At some point in time someone, somewhere decided it was genius to stick the south end of a chicken on a can of beer and then set the chicken with a highly flammable liquid over a burning fire. It was the birth of “beer can chicken”. I can’t give you a count of injuries sustained in cooking this delicacy, but I would wager there were at least a few.
Think of today’s recipe as a sophisticated sibling or cousin. You see, a few years back Tall & Handsome discovered a chicken roaster for the grill. It serves a similar purpose as the beer can because the center of the roaster has a built-in well for any kind of cooking liquid you’d prefer to use.
I would also add that cooking chicken this way is a healthy alternative. The grease basically falls down off the chicken, thus preventing the bird from setting in grease for a long period of time.
This is one of my favorites of the “beer can chicken” recipes we prepare. I never tire of it. If you wanted to amp up the apple flavor a tad, add some sliced apples in with the cinnamon stick in the well or the top cavity of the bird.
This was our 4th of July cookout, served up with baked sweet potatoes and another side vegetable. Momma and Daddy were feeling a little under the weather on the 4th, so we sent over half the chicken and some baked sweet potatoes. I got an email from Daddy later that said: “Slurp, slurp, yum, yum.”
That’s the equivalent to Tall & Handsome’s two thumbs up.
Apple Curry Roasted Chicken
1 whole chicken 3 ½ – 4 lbs
½ cup apple juice or more to fill the well of the roaster
1 1/2 to 2 cups Applewood chips soaked in water or apple juice, drained
1 whole cinnamon stick
For the spice paste:
3 tablespoons extra virgin olive oil
1 tablespoon brown sugar
1 teaspoon chili powder
1 teaspoon curry powder
1/2 teaspoon cinnamon
1 teaspoon granulated garlic
1 teaspoon dry mustard
1 teaspoon kosher salt
1 teaspoon ground black pepper
- In small bowl make the spice paste.
- Remove the giblets from the chicken; discard any excess fat from chicken. Wash chicken and pat dry with paper towels.

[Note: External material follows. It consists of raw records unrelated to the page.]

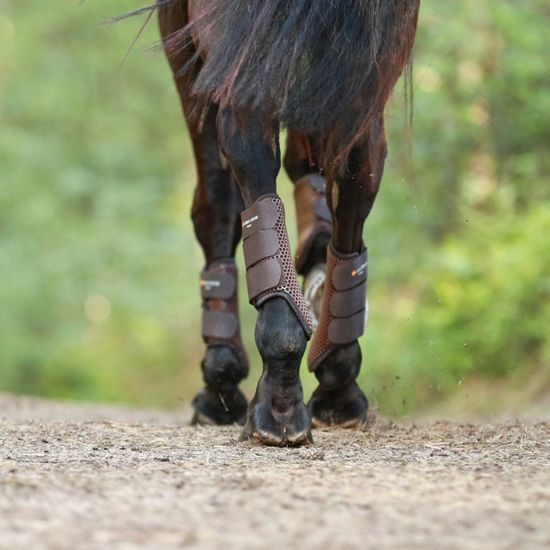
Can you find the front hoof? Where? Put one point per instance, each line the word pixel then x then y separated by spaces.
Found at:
pixel 343 408
pixel 267 427
pixel 213 408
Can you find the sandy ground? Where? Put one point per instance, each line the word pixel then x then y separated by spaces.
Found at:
pixel 101 477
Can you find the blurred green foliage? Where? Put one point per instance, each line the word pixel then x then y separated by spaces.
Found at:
pixel 98 262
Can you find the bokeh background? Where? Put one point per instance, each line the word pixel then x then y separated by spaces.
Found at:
pixel 99 265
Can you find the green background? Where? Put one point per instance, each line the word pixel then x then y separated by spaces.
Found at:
pixel 99 265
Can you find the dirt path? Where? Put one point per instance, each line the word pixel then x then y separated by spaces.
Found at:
pixel 89 477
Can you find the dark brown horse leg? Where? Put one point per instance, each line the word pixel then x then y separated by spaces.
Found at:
pixel 277 414
pixel 313 217
pixel 335 355
pixel 216 217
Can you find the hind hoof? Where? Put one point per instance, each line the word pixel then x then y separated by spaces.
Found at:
pixel 289 429
pixel 213 408
pixel 343 408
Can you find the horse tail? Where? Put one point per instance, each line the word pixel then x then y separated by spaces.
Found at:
pixel 319 67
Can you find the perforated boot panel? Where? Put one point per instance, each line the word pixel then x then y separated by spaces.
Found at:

- Rub the spice paste evenly over chicken. Be sure to rub some of the paste under the skin.
- Place chicken in a bowl, cover and refrigerate over night for best flavor.
- Next day, remove chicken from refrigerator about 30 minutes before cooking.
- Pour apple juice in the well of the chicken roaster. Add cinnamon stick to the well.
- Place the chicken on the roaster. Put the cap on the top end if your cooker has one to insure the bird stays in place. If not you can use a couple of skewers through the wings.
- Turn your grill on and if your cooker has a holder for wood chips, add the wood chips. If not, you can make “smoke bombs” by wrapping the chips in foil and poking holes in the foil. Make about 2 or 3 smoke bombs.
- Grill chicken on direct/medium heat until the juices run clear and the internal temperature at the thickest part of the thigh reaches 180 degrees F. About 45 to 50 minutes.
- Remove from heat and allow to rest for 5 – 10 minutes before slicing.